In the next sequence we find them both at a brasserie/bistro restaurant, the kind you don’t yet find in Calcutta, and the film was shot two years back as the director says. Ana was already present there, and Theo arrives, and the opening dialogue of the entire film is “Now I can see you”. It’s a style of store-telling that begins from the end of it, and is heavily dependent on flashback inserts. So, Ana didn’t see him before, probably conversed over telephone only, and conversed so extensively that Theo knew something had happened to Ana’s ankle. The film’s language is English, the director says since the spoken language is not among the core elements of the art of cinema, it could have been done in any language. English was just another option. But then, was English really an option given the actor Theo? Clearly, Ana was much better versed in English than Theo, and it’s a twist that hurts. And then the augmented chord unfolds in its first movement. Theo is not blind, in fact his eyes and reflex are sharper than the average. He pretends. He pretends to survive, to “sustain” as he insists. Ana guessed that instinctively and probably another lady knew that with certainty. The series of flashback begins, and I am not going into that. Instead I’d urge you to see the film for yourself as shared.

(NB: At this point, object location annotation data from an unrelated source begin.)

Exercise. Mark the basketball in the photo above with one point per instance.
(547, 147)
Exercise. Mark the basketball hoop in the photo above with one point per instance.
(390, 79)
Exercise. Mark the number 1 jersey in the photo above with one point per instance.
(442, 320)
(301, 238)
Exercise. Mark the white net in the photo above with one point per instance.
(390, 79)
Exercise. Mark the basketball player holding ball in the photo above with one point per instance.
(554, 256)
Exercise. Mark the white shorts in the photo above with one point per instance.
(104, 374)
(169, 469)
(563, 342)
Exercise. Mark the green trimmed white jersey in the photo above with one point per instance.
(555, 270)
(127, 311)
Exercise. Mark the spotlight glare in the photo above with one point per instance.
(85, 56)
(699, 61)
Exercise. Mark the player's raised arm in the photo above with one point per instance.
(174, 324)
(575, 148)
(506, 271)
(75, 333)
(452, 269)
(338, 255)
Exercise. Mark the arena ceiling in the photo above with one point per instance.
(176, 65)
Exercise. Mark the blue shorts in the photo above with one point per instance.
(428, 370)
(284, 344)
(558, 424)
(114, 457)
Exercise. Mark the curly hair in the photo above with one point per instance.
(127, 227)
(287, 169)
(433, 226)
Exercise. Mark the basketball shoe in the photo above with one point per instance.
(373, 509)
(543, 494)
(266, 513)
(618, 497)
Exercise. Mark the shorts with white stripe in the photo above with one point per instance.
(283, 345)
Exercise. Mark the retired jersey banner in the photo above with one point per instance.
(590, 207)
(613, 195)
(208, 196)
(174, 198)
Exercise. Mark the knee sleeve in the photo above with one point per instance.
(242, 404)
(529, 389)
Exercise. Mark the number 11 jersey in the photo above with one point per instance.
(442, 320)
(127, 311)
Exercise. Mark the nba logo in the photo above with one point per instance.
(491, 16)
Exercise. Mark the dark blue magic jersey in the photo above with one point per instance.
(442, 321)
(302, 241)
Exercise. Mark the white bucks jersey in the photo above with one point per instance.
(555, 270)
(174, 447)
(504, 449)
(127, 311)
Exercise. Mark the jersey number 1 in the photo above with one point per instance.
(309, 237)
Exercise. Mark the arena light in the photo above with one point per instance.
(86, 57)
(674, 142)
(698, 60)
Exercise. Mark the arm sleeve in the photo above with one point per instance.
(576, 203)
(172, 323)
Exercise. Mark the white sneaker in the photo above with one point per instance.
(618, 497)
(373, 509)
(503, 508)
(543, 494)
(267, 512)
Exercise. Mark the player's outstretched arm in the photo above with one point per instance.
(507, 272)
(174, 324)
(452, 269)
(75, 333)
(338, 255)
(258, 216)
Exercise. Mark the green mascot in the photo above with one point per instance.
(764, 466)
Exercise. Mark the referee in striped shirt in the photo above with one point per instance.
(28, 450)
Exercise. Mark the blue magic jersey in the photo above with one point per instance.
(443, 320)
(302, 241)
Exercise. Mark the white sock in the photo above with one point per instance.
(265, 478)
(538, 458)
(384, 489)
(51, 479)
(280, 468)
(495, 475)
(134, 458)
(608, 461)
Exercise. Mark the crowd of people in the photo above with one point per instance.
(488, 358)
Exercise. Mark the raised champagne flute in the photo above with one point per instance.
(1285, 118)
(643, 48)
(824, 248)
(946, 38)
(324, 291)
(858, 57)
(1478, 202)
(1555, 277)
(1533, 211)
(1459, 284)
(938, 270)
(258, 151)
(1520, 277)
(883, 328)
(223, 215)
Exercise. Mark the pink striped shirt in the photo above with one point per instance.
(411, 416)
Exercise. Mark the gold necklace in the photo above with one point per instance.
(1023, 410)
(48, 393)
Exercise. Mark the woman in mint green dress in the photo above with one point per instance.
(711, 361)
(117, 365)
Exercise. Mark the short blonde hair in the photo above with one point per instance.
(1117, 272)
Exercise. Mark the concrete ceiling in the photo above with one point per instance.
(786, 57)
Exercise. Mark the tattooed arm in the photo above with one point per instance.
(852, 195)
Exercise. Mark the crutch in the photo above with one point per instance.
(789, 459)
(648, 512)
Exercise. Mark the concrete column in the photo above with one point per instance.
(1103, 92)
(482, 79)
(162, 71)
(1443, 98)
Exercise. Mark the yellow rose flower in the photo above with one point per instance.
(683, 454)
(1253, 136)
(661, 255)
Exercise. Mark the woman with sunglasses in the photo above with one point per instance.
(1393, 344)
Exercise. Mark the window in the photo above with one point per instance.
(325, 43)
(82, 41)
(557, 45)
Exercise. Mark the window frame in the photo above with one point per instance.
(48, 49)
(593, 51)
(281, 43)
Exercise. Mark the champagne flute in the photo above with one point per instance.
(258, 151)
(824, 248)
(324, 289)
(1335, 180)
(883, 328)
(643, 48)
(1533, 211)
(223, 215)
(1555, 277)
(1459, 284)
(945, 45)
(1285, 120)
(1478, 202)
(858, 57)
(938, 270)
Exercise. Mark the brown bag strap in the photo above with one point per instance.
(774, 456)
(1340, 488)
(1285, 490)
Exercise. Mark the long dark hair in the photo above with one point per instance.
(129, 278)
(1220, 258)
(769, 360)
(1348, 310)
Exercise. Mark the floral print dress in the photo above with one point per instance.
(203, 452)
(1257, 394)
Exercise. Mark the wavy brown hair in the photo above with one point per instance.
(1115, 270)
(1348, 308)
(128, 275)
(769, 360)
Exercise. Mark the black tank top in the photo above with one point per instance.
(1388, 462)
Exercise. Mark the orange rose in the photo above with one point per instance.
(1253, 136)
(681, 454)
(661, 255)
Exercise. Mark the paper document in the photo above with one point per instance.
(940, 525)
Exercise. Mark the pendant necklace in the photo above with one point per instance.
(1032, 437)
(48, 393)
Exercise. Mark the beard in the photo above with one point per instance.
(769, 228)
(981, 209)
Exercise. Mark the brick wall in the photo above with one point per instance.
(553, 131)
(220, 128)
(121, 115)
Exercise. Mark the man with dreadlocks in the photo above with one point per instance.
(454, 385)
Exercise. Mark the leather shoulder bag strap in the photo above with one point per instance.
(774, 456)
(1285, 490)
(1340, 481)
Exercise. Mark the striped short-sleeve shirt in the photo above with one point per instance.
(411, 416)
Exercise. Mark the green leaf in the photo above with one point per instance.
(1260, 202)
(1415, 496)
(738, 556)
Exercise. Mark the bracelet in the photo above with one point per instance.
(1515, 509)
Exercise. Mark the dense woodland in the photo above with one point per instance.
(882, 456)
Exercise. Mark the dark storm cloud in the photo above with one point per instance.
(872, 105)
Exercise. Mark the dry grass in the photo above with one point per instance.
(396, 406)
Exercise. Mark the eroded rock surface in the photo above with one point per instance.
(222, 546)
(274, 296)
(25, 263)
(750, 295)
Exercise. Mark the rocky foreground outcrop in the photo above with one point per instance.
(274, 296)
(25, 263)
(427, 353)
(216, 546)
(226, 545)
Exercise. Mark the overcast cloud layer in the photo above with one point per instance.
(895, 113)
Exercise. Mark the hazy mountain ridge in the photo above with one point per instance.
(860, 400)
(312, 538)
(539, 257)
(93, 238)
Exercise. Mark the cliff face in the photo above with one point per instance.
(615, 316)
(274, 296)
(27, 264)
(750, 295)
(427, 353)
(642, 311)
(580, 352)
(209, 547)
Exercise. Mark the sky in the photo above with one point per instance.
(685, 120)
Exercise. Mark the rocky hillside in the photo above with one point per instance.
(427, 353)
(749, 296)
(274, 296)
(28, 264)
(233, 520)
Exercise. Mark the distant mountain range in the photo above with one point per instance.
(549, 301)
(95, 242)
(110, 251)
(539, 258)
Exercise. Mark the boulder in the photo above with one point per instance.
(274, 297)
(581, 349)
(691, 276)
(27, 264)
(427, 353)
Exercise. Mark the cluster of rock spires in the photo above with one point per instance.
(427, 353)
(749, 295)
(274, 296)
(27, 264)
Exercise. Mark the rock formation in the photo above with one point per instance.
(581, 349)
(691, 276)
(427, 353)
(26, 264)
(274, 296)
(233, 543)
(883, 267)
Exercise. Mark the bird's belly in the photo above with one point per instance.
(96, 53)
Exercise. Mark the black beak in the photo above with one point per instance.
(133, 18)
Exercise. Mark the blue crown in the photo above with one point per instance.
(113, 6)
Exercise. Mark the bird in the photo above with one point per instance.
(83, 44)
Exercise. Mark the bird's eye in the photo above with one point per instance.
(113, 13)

Technically, with a disclaimer that this film was made on a shoestring budget, I find the colour gradation rather Latin American or Spanish. The overall ambience is warm, red and yellow, with sharp contrasting blue/cyan engraving certain characters and movements. Was it shot on a Canon 7D? The colours and saturation suggests so. If so, then the director might use the possibilities a little more lavishly, especially at the last shot – was it a big knife in the hands of that lady? Three frames in focus could have ended the story with less ambiguity. Another issue was, probably for the budget constraint, some shots looked too up close, while a little wider view of the restaurant/bar in flashback might have helped to build the tension more crisply.
The music is immaculate, save one question – what happened to the all-white world? On a guitar, one doesn’t have that luxury. Could we see a grand piano somewhere in the middle? The answer probably is, despite being un-Indian, it’s Indian at the end of the day.
I don’t believe in rating of films (someone on social media rated it 3/5). Every honest film is unique in its own way, and kudos to the team to make it the one of its kind.